Fluffy Watermelon Cupcakes (Printer-Friendly Version)

Moist green cupcakes topped with pink watermelon frosting for a bright, flavorful dessert experience.

# What You'll Need:

→ Cupcake

01 - 1 1/4 cups all-purpose flour
02 - 1 teaspoon baking powder
03 - 1/4 teaspoon salt
04 - 1/2 cup unsalted butter, softened
05 - 3/4 cup granulated sugar
06 - 2 large egg whites
07 - 1/2 cup whole-milk Greek yogurt
08 - 1/4 cup whole milk
09 - 1 teaspoon pure vanilla extract
10 - green gel food coloring, as needed

→ Frosting

11 - 1 1/2 cups unsalted butter, room temperature
12 - 3 cups powdered sugar
13 - 1/2 teaspoon unsweetened watermelon Kool-Aid powder
14 - pink gel food coloring, as needed
15 - 1 tablespoon whole milk, as needed for consistency

# Steps to Follow:

01 - In a medium bowl, whisk together flour, baking powder, and salt until evenly blended to ensure a tender texture and prevent clumping.
02 - Using a mixer, beat softened butter and granulated sugar on medium speed until pale and fluffy, approximately 3 to 4 minutes, scraping sides as needed.
03 - Add egg whites one at a time, beating well after each addition, then blend in Greek yogurt, milk, and vanilla on low speed until just combined.
04 - Gradually mix in green gel food coloring until the batter reaches a vibrant watermelon rind shade, taking care not to over-color.
05 - Add the dry ingredients to the wet mixture in two portions, mixing gently on low speed to just combine, preserving fluffiness.
06 - Preheat oven to 350°F. Line a muffin tin with cupcake liners and fill each two-thirds full with batter.

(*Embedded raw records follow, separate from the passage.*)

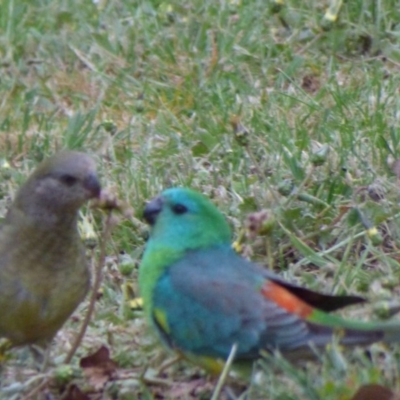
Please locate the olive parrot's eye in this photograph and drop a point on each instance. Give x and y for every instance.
(69, 180)
(179, 208)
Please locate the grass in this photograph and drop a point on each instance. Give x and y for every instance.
(218, 96)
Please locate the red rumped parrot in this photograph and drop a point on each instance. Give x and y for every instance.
(202, 297)
(43, 269)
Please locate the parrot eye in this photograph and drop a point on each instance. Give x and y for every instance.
(179, 209)
(69, 180)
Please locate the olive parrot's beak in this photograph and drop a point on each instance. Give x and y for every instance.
(92, 185)
(152, 209)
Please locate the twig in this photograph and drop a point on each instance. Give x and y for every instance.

Bake for 16 to 19 minutes until a toothpick comes out clean. Cool completely.
07 - Beat room-temperature butter until creamy, 2 to 3 minutes. Gradually add powdered sugar, beating until fluffy. Blend in watermelon Kool-Aid powder and pink gel food coloring. Adjust consistency with milk as needed.
08 - Once cooled, frost cupcakes generously using a piping bag or spatula. Optionally, garnish with mini chocolate chips to resemble watermelon seeds.

# Additional Tips:

01 - Use room-temperature ingredients to ensure smooth batter and optimal rise.
02 - Check cupcakes at minimum baking time to prevent dryness.
03 - Store frosted cupcakes in an airtight container at room temperature for up to two days or refrigerate for longer freshness.